O povo revoltou-se contra esta determinação, não sem que antes criasse esta festividade pagã, como sentimento de revolta pela sua impotência.
Cozinhado de mil e uma maneiras, o bacalhau foi rei absoluto durante o período da Quaresma, findo o qual, o tribunal fantoche o julgou e o condenou à morte, por inveja da sua popularidade. O advogado de acusação, o traidor Filho da Maria Malvada, fundamentou o seu ataque no facto de, durante o período de abstinência, só lhe ter calhado do “malcheiroso, do escamudo, do mal curtido, do seco e do rabo e asa”.
Imagine-se um cortejo fúnebre pelas ruas da aldeia, com um matizado fantástico dos coloridos trajes, grotescamente iluminados pela infinidade de archotes que o acompanham.
Entre cânticos e ao som da marcha fúnebre de Chopin, o cortejo inclui quatro sermões: Vida e Morte do Bacalhau, Testamento do Bacalhau, Exéquias do Bacalhau e a Queima do Judas, sempre povoados de sátira sociopolítica e adaptados a cada edição. Este espetacular teatro de rua humorístico conta com aproximadamente trezentos figurantes, todos filhos da terra, e orgulhosos por manterem viva uma tradição com mais de oitenta anos.
À encenação teatral segue-se um convívio acompanhado de boa música, bar e restaurante pela noite dentro. E terminamos todos a chorar a morte do fiel amigo, o Bacalhau.
Entretanto, e desde o início da noite, decorre o 5.º Congresso Gastronómico do Bacalhau.
Uma experiência única
O Enterro do Bacalhau é por todos considerado uma experiência única e inesquecível.

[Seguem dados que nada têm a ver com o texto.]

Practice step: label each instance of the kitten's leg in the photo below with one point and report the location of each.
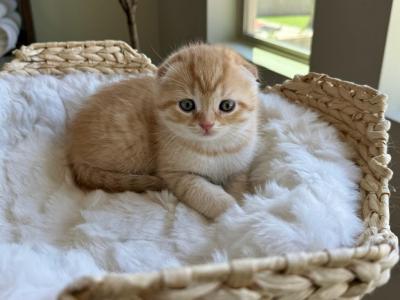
(236, 185)
(96, 178)
(207, 198)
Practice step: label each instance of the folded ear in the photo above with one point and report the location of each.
(166, 65)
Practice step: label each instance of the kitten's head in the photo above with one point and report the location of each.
(207, 92)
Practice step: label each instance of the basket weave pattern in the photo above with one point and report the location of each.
(356, 111)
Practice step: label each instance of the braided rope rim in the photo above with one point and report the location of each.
(358, 113)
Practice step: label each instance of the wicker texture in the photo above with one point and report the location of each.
(356, 111)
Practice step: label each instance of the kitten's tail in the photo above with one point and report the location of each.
(91, 178)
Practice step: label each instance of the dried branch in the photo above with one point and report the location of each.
(129, 7)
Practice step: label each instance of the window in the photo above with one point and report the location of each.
(284, 27)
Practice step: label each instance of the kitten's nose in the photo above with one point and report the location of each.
(206, 126)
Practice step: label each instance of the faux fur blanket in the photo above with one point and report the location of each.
(51, 232)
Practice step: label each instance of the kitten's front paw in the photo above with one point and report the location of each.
(218, 206)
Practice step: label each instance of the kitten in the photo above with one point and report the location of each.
(192, 128)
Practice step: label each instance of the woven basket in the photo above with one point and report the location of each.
(356, 111)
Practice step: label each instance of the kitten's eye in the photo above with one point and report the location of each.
(227, 105)
(187, 105)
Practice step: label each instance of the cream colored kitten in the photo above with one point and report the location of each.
(192, 129)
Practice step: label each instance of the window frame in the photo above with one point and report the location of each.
(299, 56)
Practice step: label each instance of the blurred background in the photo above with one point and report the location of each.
(357, 40)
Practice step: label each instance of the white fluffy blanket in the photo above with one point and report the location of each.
(51, 232)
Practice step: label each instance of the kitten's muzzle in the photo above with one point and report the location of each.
(206, 126)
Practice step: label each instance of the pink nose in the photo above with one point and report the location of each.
(206, 126)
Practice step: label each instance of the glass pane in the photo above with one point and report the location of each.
(287, 23)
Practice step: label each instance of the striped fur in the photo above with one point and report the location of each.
(133, 135)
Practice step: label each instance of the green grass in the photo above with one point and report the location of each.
(300, 21)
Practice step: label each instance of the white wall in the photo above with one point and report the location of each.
(68, 20)
(390, 75)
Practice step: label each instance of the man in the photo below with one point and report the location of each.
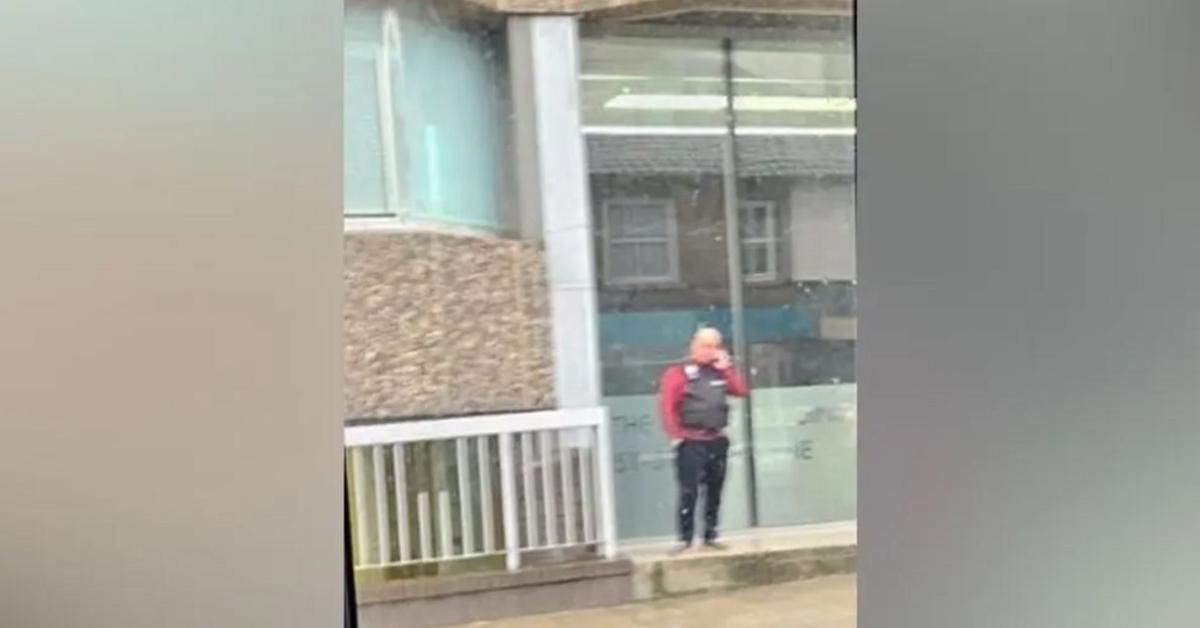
(695, 410)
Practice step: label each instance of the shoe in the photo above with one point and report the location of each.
(679, 549)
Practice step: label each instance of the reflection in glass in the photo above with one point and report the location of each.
(675, 117)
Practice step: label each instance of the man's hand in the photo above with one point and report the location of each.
(723, 362)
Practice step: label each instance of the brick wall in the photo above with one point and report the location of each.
(441, 324)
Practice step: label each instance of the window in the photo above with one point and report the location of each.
(640, 241)
(760, 240)
(424, 105)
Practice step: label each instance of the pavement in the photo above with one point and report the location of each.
(823, 603)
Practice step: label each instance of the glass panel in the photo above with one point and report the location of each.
(654, 114)
(653, 261)
(448, 108)
(361, 141)
(623, 262)
(796, 125)
(649, 220)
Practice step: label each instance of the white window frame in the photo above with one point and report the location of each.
(387, 79)
(671, 240)
(771, 239)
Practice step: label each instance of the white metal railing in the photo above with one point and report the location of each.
(451, 489)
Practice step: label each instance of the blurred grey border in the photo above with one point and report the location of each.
(171, 235)
(1030, 333)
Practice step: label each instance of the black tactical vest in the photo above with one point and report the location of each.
(705, 404)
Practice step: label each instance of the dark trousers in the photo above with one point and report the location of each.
(700, 464)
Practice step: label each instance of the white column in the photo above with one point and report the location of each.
(552, 191)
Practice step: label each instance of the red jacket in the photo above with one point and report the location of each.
(671, 393)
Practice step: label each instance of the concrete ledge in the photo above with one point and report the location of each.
(448, 600)
(753, 561)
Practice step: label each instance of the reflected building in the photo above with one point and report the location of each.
(541, 208)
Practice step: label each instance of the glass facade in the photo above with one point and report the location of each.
(425, 103)
(723, 181)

Espectadores, figurantes e staff são unânimes: por mais vezes que participem, há sempre novidades que justificam o regresso, ou não fosse a atualidade sociopolítica uma grande fonte de inspiração para os textos.

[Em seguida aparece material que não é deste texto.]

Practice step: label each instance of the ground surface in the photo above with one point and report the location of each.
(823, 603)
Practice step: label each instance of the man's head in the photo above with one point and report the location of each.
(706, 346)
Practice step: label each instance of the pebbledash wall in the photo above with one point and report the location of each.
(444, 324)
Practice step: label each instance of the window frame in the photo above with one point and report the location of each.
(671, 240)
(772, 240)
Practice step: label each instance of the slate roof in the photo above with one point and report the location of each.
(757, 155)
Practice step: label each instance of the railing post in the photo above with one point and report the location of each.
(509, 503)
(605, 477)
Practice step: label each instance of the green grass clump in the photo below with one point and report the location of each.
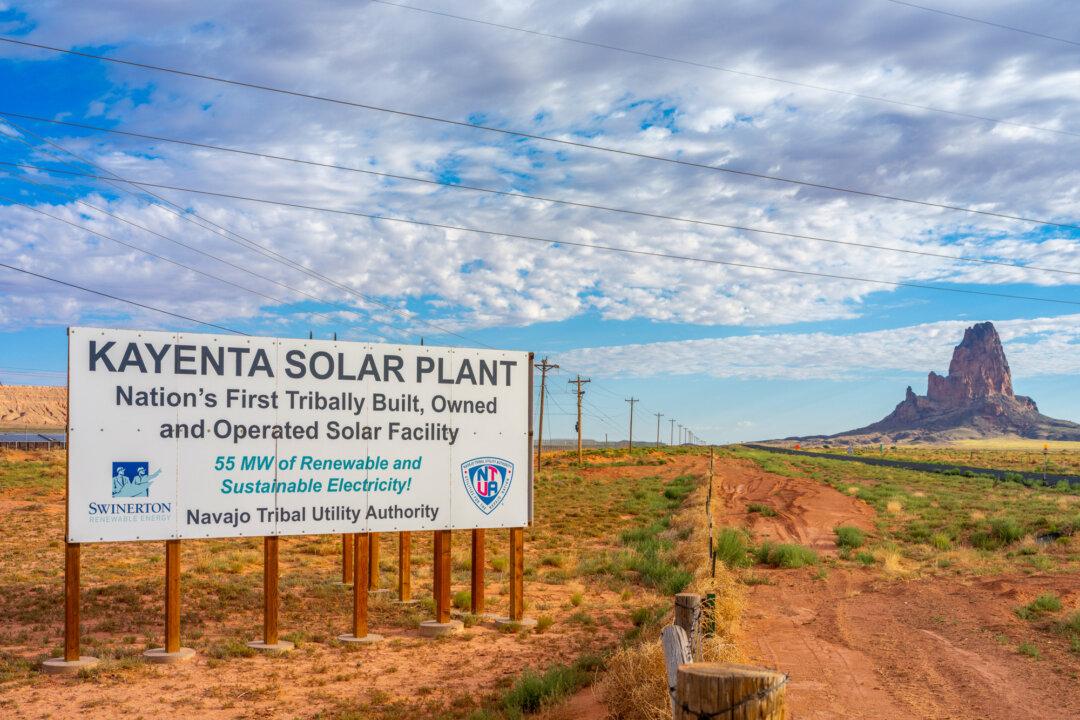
(1040, 606)
(1028, 649)
(785, 555)
(532, 691)
(849, 537)
(731, 547)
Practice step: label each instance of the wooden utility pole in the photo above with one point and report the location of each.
(543, 366)
(579, 381)
(632, 401)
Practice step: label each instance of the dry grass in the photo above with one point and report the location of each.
(635, 684)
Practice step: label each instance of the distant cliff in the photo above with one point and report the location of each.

A participação dos espectadores no cortejo fúnebre potencia a prestação dos nossos atores, conferindo ao evento dimensão e notoriedade ímpares, e aos participantes uma experiência única, gratificante e memorável.
Realizado a cada quatro anos, é da responsabilidade do Clube Recreativo e Desportivo do Soutocico, mas a organização e a promoção do Enterro do Bacalhau envolve toda a população da aldeia. Só assim se consegue todos os quatro anos trazer à rua um imponente espetáculo teatral, absolutamente amador.
A próxima edição é precisamente este ano, no dia 18 de abril de 2020.